Turkish Journal of International Relations

Volume 2, Number 2, Summer 2003

 

Constructing a New Imperial Order? The War in Iraq and the Ideology of Clashism
By Seifudein Adem

 

Abstract

Less than a month after terror attacks hit New York and Washington D. C. in September 2001, America launched a war in Afghanistan. The result was abetting and quick: the Taliban regime was dislodged from power in a little more than a month; Al Qaeda, the parent organization of the perpetrators of the attacks, was driven out of its caves and was walloped. A debate was then sparked as to what this portends for the future of world politics. Observers and analysts all agreed on the epochal significance of the chain of events. On its deeper meaning, however, they were deeply divided.(1) Some saw the U.S.-led war in Afghanistan as the beginning of the clash of civilizations while others perceived it as heralding the age of the New Imperialism; still for others it marked the beginning of the Third World War. It is useful to note here that many observers seemed sometimes to overlook that these scenarios are necessarily not mutually exclusive. (2) The Anglo-American invasion of Iraq in March 2003 appears, propitiously, to shed the much-needed light on these issues.
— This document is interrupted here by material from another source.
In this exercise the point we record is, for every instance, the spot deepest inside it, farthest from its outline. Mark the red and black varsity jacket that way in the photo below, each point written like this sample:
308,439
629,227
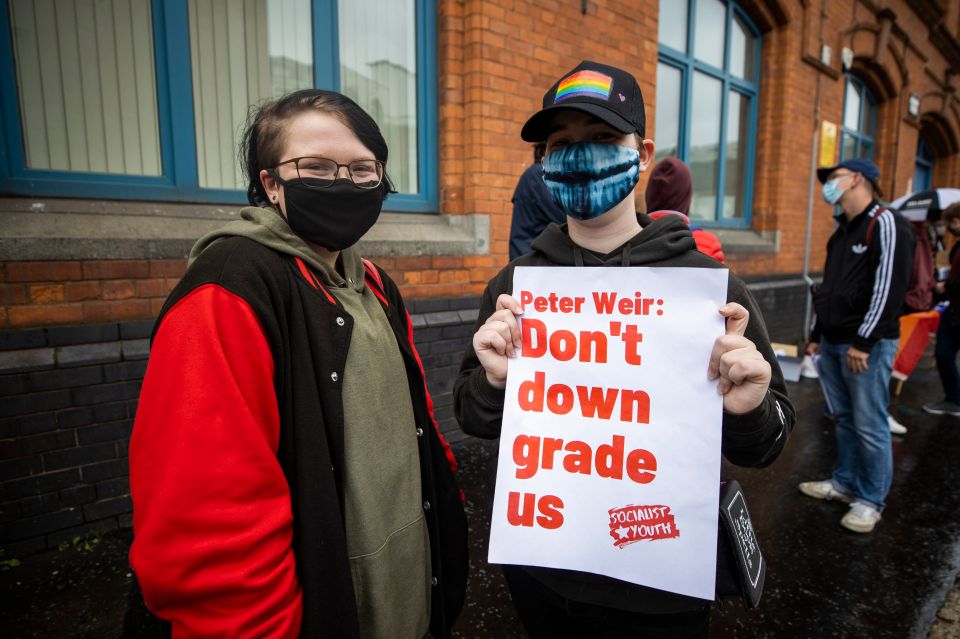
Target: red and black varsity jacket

The central argument of this paper is that the Anglo-American invasion of Iraq in the spring of 2003 demonstrates the world has been plunged into a clash of civilizations driven by America's new imperial impulse-a historical impulse, which has maintained a clear link to the past. (3) The paper focuses on political and academic discourse on the contemporary scene to explore how a new universe of discourse paralleling an emergent hegemonic order is being socially constructed.